L’hôpital Robert Debré, cet immense vaisseau ancré dans un méandre du périphérique parisien, est l’œuvre de Pierre Riboulet. Ce documentaire reprend le journal intime tenu par l’architecte alors qu’il concourait sur le projet. De la première esquisse à la maquette, nous suivons cette gestation qui est aussi l’occasion pour le créateur de méditer sur la beauté face à la maladie, l’art face à la mort.

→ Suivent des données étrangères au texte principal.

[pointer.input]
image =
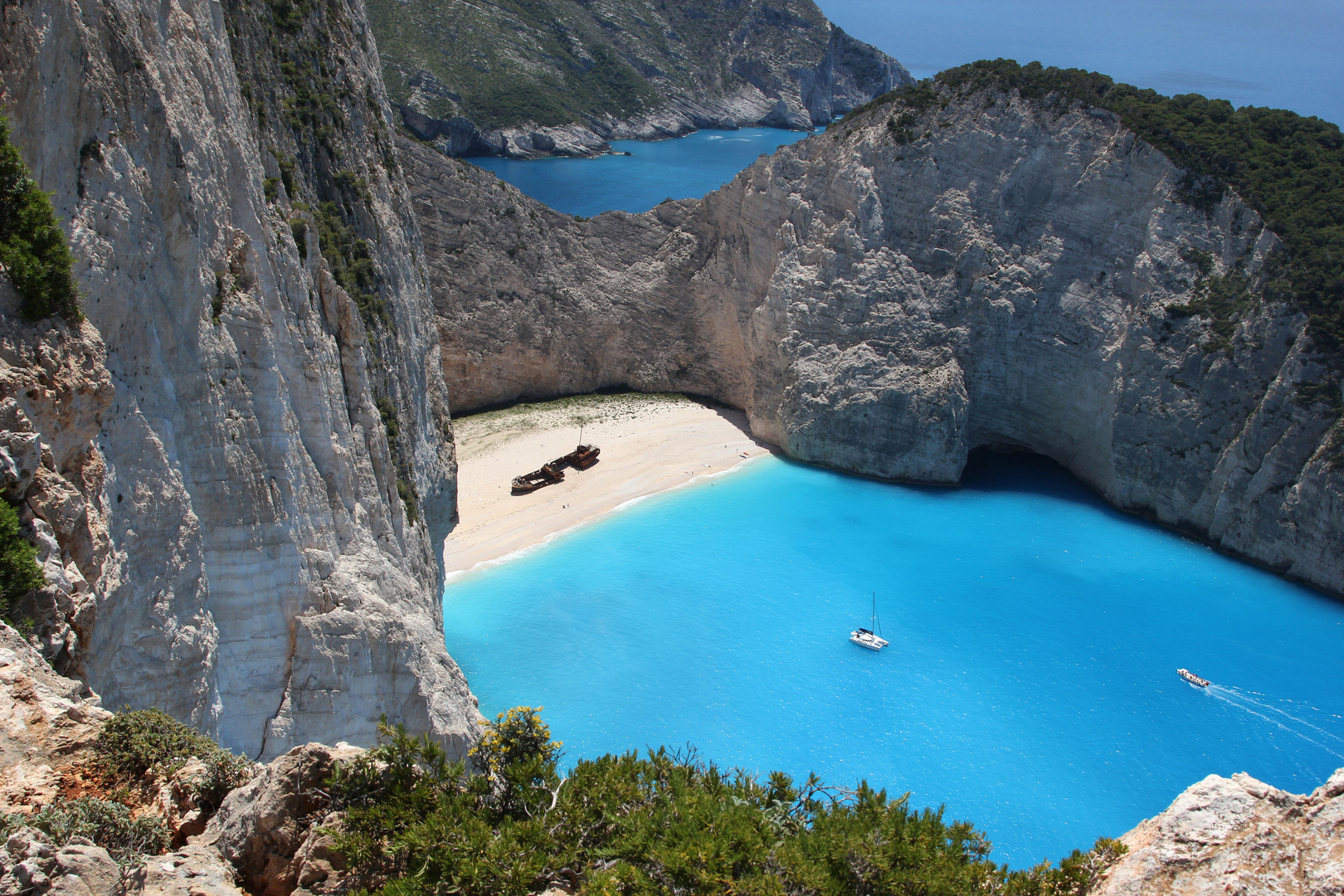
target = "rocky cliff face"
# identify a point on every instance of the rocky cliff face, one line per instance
(563, 78)
(888, 297)
(1237, 837)
(244, 479)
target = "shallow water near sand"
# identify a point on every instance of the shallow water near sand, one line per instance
(1030, 684)
(683, 168)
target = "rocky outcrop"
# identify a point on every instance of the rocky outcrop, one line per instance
(1237, 835)
(563, 80)
(54, 395)
(270, 828)
(45, 719)
(192, 871)
(251, 470)
(884, 299)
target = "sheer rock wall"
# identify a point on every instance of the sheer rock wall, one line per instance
(262, 577)
(886, 308)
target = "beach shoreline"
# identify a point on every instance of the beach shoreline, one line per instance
(650, 444)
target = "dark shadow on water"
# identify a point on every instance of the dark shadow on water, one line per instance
(1025, 472)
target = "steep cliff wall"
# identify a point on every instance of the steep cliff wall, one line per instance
(888, 297)
(268, 458)
(500, 78)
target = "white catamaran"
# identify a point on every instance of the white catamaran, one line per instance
(866, 637)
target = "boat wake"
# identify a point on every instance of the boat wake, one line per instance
(1285, 720)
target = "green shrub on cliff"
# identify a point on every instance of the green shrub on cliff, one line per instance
(106, 824)
(141, 740)
(19, 570)
(663, 824)
(32, 245)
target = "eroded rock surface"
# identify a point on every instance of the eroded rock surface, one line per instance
(1001, 280)
(45, 719)
(269, 828)
(1237, 835)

Pendant 5 mois, de mai à octobre 1980, l’architecte tient le journal de son travail. On y assiste à la naissance sur le papier d’un hôpital d’un type nouveau. À sa manière, un tel témoignage évoque un récit d’aventures : pour son auteur, il s’agit de se livrer à une course d’obstacles (fonctionnels, économiques, techniques, esthétiques), avec, à l’horizon, la création d’un lieu de vie, ouvert à la ville et à la lumière, capable de surmonter l’angoisse. C’est la première fois qu’un architecte communique ainsi le cheminement de son travail, en décrivant, à partir d’un projet précis, son processus de création. Jean-Louis Comolli a adapté cinématographiquement le journal de l’architecte. On y voit Pierre Riboulet au travail : dessins, esquisses, plans… Le texte du journal est dit par l’architecte.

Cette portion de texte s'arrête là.